Já a terceira marca da temática da compressão tempo-espaço em Once upon a time está na ênfase dada ao tempo presente, visualizada especialmente no fato de os personagens da série, em seu Mundo Real, não recordarem de suas vidas passadas como personagens de contos de fada e estarem presos num presente infinito, sem suas memórias históricas. Características que ficam evidentes na seguinte fala de Emma no segundo episódio: “Há décadas as pessoas vagam confusas, sem envelhecer, com memórias embotadas, numa cidade amaldiçoada que as faz esquecer?” Esse fato do “viver o efêmero presente”, sincronicamente, gera uma contradição: a busca pelo duradouro. Essa procura pode estar situada exatamente no resgate do passado: em plano micro, na diegese da narrativa, localizamos a busca pelo perene/passado no personagem Henry e seu apego ao livro de contos, ou, em plano macro, podemos localizar no contexto ele próprio de produção/consumo de Once upon a time pelos receptores contemporâneos que demandam e são atendidos por um produto como este. De fato, toda a efemeridade da condição pós-moderna, defende Harvey (2014), produz um paradoxo: “O retorno do interesse por instituições básicas (como a família e a comunidade) e a busca de raízes históricas são indícios da procura de hábitos mais seguros e valores mais duradouros num mundo cambiante” (HARVEY, 2014, p. 263.

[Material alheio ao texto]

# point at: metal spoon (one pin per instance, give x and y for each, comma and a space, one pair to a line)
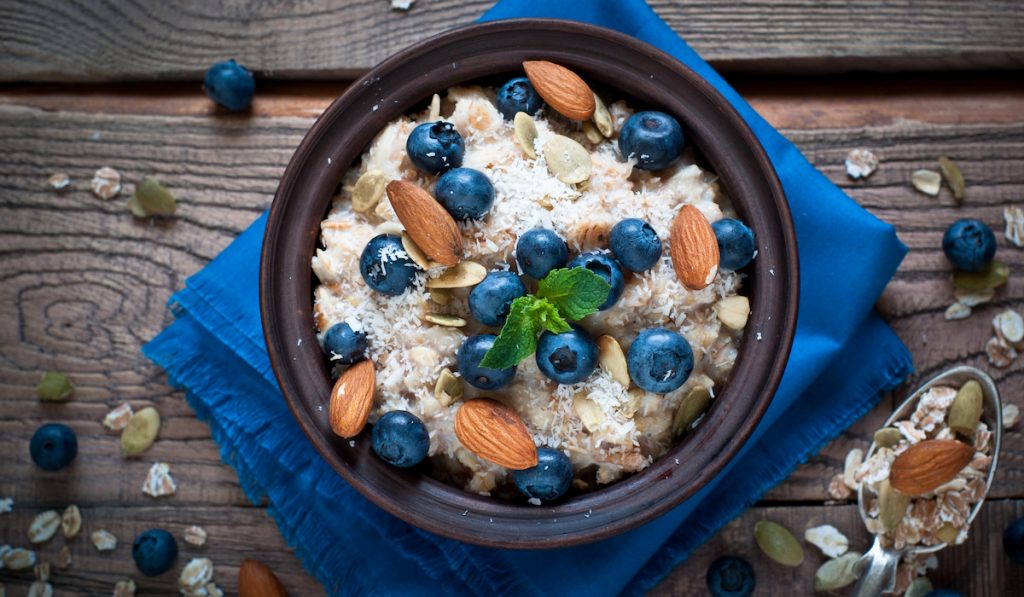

Concluindo, Harvey (2014) defende que passamos a ter consciência e a desconstruir a visão linear da temporalidade social. Passamos a nos dar conta das descontinuidades

históricas. Aqui, parece-nos estar a maior conexão do texto cultural de Once upon a time com o macrocontexto concreto em que ele se dá e da qual emerge. Trata-se de uma representação não linear de narrativa como uma mediação, chamando a atenção para essas descontinuidades históricas. Sobrepondo e tecendo textos diversos, também desconstrói-se a linearidade moderna.